En prononçant ces mots, Tycho se rendit compte qu’ils étaient faux. Ce n’était pas du pareil au même, mais bien plus que ça : il avait ce besoin viscéral de s’enfuir, de partir de sa vie actuelle. Un besoin d’avancer dans ses recherches, de découverte, de mystères. Un besoin, sans doute, d’écumer les bibliothèques, d’étudier, d’apprendre. Il avait perdu tout cela durant une année, et la vie pouvait le lui offrir de nouveau. Il voulait le faire pour elle, mais surtout pour lui.

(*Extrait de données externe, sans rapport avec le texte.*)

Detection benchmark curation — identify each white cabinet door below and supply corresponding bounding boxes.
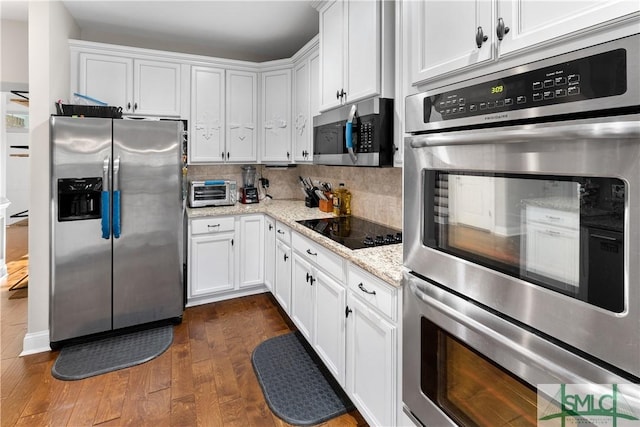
[314,271,347,387]
[225,70,258,162]
[189,66,226,163]
[344,1,381,103]
[346,293,397,426]
[78,52,133,114]
[189,232,235,298]
[405,0,496,84]
[133,59,181,116]
[319,0,346,111]
[273,241,292,315]
[238,215,264,288]
[264,216,276,292]
[498,0,640,56]
[290,253,317,343]
[293,59,313,163]
[261,69,291,162]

Emma dut percevoir quelque chose dans son attitude, car elle n’hésita pas plus longtemps.
- Dans ce cas, c’est réglé. Evidemment, si tu as besoin d’aide, n’hésite jamais. Compris ?
Tycho hocha la tête.
- J’ai surtout besoin d’une bonne liqueur, parce que je sais pas dans quel bourbier je me suis foutu.